James Achurch

Personal information
- Full name: James Dudley Achurch
- Nationality: Australian
- Born: 21 January 1928 Epping, New South Wales
- Died: 5 November 2015 (aged 87) Nambour, Queensland

Sport
- Country: Australia
- Sport: Athletics
- Event: Javelin throw
- Club: Thompson Estate and Eastern Suburbs Athletics

Medal record
Men's athletics
Representing Australia
British Empire and Commonwealth Games
| Gold medal – first place | 1954 Vancouver | Javelin |

= James Achurch =

Australian javelin thrower (1928–2015)

James Dudley Achurch (21 January 1928 - 5 November 2015) was an Australian javelin thrower who competed in the 1956 Summer Olympics. He won the gold medal in the men's javelin throw event at the 1954 British Empire and Commonwealth Games in Vancouver, Canada.

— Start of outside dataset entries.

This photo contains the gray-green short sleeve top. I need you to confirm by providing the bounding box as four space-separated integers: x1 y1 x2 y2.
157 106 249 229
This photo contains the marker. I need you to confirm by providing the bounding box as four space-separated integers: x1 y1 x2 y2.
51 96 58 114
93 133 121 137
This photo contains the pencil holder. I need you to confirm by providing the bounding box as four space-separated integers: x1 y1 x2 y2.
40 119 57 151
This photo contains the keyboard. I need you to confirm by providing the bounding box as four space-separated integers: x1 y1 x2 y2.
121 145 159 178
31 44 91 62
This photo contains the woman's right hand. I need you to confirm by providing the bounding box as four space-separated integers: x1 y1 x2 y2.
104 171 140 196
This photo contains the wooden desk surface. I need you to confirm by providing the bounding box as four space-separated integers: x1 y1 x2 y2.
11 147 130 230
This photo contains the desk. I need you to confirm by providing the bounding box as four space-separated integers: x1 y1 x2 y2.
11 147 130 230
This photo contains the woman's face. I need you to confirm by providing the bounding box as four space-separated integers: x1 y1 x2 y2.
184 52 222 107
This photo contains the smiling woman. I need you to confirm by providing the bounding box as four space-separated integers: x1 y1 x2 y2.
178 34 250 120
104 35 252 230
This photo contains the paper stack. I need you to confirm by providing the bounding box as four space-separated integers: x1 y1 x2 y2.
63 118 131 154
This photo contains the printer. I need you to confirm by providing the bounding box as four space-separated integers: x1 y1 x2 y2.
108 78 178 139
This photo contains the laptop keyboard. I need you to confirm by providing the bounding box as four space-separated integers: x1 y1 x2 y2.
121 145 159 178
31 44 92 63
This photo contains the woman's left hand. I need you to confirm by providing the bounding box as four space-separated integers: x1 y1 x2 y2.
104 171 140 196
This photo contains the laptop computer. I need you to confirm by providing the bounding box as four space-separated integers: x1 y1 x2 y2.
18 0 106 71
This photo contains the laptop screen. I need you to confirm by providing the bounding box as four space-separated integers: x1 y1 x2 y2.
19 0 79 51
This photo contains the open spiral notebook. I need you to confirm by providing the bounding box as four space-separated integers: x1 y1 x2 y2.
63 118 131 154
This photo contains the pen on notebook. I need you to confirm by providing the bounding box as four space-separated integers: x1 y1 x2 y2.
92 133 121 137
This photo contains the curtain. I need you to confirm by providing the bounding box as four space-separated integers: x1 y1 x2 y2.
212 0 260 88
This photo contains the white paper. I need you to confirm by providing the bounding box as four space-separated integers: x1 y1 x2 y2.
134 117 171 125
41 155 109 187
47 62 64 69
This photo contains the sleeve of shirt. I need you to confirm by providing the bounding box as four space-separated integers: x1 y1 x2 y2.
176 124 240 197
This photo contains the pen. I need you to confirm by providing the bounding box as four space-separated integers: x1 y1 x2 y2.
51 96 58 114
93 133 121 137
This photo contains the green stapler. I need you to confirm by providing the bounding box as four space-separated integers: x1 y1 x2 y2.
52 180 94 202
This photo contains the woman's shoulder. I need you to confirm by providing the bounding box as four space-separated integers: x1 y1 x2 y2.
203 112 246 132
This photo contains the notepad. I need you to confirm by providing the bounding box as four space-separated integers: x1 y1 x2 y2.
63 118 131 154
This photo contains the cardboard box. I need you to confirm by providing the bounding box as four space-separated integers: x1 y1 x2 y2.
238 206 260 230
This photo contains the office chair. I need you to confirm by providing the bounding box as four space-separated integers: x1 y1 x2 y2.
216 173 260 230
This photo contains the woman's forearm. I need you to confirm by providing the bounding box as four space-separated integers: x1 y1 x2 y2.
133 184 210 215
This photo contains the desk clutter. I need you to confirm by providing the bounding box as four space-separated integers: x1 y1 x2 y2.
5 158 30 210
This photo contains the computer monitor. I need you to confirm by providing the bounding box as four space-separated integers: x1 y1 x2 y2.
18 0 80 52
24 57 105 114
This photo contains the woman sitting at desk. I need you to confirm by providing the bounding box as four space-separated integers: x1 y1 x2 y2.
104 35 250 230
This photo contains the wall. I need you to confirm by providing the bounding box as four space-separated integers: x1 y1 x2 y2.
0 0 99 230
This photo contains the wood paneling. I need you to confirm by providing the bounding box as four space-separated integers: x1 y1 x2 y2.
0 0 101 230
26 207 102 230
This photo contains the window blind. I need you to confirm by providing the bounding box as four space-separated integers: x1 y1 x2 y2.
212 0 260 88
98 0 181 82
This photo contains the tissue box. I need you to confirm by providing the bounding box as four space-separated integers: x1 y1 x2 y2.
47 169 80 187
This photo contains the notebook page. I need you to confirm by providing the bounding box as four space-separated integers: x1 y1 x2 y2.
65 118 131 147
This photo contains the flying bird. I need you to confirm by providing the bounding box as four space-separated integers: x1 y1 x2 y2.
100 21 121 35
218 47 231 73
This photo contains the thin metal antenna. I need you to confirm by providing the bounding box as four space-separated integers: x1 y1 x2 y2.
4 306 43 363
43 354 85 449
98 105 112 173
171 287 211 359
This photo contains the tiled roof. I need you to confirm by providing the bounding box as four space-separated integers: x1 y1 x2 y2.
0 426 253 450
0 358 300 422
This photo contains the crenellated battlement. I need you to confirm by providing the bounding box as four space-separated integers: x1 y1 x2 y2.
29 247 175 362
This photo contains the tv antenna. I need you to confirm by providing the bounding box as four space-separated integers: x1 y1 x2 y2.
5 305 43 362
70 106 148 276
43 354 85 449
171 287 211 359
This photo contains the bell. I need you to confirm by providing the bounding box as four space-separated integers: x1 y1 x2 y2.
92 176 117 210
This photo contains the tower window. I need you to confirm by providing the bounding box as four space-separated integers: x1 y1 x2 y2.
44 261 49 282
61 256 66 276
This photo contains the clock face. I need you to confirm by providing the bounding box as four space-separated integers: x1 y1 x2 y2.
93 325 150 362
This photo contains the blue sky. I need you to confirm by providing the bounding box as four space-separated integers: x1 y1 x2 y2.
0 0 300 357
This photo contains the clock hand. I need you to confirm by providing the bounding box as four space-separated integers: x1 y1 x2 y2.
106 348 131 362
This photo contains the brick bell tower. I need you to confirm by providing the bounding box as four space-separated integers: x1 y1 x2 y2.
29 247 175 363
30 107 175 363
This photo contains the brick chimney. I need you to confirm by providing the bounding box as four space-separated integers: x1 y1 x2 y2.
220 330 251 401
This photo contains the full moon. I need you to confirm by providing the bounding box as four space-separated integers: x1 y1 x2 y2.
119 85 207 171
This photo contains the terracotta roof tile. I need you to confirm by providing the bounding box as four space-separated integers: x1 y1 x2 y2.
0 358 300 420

Achurch discovered his talent while growing up on a farm in New South Wales and throwing rocks and rabbits. His father later sold the farm and purchased a tennis center, where James learned to play the game as well.

Over the years, Achurch worked in multiple professions, including running a passionfruit and pineapple farm, as well as a carriage builder, a house painter, and a wardsman, plus running maintenance contracts for Nambour General Hospital.